Quantitative EDX analyses also confirm the carbon content in the two used catalysts (e.g., 19.6 wt % for Used-1 (Figure S8-a) and 18.8 wt % for Used-7 (Figure S8-c)), in line with elemental analyses data (Table 3). EDX mappings of Used-1 (Figures S8-a and S9) and Used-7 (Figures S8-c and S10) catalysts also clearly show the presence of coke on the used catalyst. Interestingly, the coke is not distributed evenly, and relatively higher concentrations of carbon (Figures S9-b and S10-b) are observed in the particles with a higher concentration of Al (Figures S9-c and S10-c). This indicates that more coke is formed in the Al2O3 particles within the matrix than in the H-ZSM-5 zeolite. A possible explanation is the presence of mesopores in Al2O3 (Figure 5B-a), giving rise to larger pore volume,62 and therefore, it can accommodate more coke than the micropores in the H-ZSM-5 zeolite (Figure 5C-a). Besides, compared to H-ZSM-5, Al2O3 has lower acidity73 and a higher chance for thermal cracking, leading to enhanced coke formation.

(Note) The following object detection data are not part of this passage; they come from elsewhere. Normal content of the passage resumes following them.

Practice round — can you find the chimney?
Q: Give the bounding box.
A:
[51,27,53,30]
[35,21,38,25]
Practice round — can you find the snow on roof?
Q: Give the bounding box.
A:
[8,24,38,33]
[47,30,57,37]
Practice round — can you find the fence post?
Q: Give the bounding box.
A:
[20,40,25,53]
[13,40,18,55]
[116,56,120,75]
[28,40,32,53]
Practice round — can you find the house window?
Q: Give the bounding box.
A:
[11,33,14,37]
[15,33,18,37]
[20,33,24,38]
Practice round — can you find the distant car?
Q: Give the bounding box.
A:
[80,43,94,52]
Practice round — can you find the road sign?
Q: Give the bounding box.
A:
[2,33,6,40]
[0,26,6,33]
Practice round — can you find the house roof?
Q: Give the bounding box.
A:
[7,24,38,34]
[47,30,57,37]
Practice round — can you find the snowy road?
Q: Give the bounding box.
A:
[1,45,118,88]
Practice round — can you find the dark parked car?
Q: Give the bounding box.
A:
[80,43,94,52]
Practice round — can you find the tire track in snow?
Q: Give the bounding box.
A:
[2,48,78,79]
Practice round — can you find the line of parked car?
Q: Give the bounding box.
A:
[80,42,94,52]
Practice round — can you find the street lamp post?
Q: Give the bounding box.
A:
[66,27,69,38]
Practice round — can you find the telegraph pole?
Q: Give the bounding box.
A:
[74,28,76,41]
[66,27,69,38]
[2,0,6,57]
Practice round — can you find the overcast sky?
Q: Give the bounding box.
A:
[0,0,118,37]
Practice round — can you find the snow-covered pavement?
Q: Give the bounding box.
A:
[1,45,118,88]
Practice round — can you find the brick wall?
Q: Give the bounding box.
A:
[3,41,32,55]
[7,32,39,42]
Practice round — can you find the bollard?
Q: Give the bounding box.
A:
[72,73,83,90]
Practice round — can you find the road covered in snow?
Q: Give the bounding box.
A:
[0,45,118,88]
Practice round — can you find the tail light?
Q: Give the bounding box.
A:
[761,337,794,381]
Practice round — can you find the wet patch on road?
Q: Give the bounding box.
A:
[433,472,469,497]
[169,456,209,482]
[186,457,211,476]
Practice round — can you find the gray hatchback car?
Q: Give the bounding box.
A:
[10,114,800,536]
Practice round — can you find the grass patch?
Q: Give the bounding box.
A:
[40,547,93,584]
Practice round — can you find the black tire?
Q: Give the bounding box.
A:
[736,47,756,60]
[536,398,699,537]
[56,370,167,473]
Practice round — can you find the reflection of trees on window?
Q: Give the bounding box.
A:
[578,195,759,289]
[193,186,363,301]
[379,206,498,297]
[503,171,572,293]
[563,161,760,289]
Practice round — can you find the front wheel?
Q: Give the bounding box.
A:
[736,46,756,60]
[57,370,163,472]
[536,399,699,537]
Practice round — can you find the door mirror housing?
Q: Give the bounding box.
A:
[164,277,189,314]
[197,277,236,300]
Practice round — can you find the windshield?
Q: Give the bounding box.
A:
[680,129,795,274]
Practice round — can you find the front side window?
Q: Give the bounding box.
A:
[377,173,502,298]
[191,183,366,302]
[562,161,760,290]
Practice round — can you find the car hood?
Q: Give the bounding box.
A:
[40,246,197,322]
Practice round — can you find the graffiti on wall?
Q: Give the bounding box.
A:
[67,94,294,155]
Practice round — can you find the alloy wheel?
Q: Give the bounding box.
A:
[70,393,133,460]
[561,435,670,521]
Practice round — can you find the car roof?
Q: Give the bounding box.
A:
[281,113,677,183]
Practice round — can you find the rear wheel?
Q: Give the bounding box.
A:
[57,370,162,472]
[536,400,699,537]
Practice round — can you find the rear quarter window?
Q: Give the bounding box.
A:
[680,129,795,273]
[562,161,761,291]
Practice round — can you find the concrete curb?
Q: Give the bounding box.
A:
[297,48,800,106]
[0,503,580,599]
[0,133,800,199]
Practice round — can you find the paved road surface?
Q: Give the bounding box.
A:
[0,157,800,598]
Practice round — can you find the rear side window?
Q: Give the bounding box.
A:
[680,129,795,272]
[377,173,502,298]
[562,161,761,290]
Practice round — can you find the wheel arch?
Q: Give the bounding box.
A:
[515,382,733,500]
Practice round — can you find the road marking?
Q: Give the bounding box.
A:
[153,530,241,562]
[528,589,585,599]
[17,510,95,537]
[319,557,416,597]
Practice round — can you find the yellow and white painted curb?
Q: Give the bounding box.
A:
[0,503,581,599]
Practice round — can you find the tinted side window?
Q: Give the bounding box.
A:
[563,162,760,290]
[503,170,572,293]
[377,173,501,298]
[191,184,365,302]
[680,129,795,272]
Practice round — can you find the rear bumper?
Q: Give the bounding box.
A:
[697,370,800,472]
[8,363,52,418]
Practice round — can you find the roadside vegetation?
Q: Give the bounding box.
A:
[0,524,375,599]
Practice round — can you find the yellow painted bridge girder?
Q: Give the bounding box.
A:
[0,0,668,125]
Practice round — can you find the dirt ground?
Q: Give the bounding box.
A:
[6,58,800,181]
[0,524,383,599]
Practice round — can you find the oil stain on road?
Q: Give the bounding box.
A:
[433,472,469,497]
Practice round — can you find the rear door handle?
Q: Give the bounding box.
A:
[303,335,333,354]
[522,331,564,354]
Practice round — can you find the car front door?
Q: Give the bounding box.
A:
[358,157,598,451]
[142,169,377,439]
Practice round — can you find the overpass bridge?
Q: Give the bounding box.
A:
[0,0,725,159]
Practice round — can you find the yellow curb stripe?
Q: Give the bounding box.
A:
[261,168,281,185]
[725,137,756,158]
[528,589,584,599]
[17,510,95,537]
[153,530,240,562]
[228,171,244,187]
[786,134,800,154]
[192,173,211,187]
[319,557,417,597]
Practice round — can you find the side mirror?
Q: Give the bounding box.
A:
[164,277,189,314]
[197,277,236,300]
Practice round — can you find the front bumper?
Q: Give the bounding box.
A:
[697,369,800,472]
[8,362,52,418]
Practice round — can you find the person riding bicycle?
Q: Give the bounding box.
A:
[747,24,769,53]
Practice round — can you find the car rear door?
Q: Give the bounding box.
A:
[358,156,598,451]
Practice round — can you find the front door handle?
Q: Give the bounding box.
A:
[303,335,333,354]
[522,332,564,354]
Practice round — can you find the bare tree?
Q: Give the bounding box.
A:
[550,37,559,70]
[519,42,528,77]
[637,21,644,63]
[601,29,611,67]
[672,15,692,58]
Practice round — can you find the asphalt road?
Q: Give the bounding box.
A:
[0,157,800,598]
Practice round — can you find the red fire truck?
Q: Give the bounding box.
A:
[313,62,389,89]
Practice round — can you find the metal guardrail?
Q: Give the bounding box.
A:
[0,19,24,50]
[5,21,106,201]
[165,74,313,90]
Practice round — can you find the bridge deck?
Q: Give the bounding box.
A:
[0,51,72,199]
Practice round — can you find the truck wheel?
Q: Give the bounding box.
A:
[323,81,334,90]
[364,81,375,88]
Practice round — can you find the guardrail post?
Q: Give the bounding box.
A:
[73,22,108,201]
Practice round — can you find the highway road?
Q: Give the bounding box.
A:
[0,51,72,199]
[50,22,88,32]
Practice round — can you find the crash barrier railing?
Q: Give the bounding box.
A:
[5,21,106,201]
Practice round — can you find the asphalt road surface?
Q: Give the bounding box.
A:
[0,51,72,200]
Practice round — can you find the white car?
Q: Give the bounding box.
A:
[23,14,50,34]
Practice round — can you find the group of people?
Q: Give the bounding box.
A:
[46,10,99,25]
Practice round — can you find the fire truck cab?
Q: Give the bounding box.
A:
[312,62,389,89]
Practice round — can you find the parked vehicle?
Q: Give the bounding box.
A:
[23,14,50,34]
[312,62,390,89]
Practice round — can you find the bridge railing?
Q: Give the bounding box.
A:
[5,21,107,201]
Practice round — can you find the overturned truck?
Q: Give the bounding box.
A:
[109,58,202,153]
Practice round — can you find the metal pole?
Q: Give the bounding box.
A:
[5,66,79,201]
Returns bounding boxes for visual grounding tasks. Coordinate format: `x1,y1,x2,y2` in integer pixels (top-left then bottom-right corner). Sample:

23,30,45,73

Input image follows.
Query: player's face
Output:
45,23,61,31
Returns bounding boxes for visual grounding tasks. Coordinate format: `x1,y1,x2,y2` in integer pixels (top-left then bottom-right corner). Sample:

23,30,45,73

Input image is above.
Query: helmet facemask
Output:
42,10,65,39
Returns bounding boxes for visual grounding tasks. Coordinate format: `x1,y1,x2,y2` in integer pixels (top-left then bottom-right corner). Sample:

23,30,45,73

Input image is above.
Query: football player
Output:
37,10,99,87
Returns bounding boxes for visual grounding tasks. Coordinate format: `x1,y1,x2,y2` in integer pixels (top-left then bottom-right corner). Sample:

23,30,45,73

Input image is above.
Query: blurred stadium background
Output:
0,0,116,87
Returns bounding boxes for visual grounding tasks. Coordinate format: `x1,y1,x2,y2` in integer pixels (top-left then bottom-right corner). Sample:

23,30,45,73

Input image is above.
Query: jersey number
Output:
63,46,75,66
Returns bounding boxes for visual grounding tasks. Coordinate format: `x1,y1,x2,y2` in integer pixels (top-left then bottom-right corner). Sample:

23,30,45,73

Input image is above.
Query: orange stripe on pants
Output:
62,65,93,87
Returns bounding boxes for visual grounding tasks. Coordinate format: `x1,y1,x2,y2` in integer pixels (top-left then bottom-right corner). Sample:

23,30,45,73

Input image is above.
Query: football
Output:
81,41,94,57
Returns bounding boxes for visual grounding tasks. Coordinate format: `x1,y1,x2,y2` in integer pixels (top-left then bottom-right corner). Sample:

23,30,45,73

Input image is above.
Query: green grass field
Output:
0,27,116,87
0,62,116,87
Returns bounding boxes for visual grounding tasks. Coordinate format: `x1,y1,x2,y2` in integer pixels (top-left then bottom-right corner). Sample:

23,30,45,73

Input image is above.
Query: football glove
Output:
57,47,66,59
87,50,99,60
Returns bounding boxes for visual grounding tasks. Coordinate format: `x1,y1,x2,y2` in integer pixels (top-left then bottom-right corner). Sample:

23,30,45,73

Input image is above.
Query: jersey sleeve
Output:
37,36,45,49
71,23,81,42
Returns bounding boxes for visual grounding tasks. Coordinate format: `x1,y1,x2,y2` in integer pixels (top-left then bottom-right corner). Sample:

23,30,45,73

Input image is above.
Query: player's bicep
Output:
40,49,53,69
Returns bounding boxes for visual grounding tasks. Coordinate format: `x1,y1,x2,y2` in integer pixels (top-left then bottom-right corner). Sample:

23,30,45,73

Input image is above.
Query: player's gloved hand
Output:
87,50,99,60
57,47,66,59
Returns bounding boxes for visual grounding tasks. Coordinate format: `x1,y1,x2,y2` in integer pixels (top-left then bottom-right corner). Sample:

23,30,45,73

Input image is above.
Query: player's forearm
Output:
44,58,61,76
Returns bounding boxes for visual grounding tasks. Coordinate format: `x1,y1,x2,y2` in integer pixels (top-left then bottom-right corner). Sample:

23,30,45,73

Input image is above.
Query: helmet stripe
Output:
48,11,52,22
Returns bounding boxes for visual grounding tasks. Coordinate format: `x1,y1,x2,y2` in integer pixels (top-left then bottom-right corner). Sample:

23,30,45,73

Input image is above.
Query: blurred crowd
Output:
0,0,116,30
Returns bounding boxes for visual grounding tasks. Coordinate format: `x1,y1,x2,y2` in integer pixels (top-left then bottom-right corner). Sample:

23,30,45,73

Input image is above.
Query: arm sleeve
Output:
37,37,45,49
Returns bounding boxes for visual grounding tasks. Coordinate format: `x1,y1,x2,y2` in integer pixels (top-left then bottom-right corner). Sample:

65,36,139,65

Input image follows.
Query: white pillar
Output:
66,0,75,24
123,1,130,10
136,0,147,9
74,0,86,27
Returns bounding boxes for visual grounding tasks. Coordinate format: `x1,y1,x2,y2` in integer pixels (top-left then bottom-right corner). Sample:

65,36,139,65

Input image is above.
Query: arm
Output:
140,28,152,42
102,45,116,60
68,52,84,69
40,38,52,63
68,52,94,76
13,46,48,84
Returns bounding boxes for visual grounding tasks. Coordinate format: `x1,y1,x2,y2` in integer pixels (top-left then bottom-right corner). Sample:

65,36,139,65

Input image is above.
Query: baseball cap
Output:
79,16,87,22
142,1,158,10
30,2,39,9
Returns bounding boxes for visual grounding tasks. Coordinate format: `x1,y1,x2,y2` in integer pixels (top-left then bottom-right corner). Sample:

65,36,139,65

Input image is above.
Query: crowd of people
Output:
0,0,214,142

XRD patterns of Used-1 (Figure 6b) and Used-7 (Figure 6d) catalysts display some additional major (∇) and minor (◊) diffraction peaks, which are not present in XRD patterns of Fresh (Figure 6a), Regenerated-1 (Figure 6c), and Regenerated-7 (Figure 6e) catalysts and are thus assigned to the coke deposited on the used catalysts. The three major diffraction peaks (∇) at 2θ = ca. 23.2°, 26.7°, and 45.3° (Figure 6b and d) overlap the twin diffraction peaks (•) for H-ZSM-5 zeolite (Figure 6a) at 2θ = ca. 23.1° and 23.2°, 26.6°, and 26.8°, and 45.0° and 45.4°. This indicates that a highly crystalline coke is formed on the catalyst, likely related to carbon species with a graphitic structure. Due to coke deposition, the intensity of some diffraction peaks (⧫), assigned to the various planes of H-ZSM-5 zeolite (Figure 6a), is reduced dramatically for the used catalysts (Figure 6b and d).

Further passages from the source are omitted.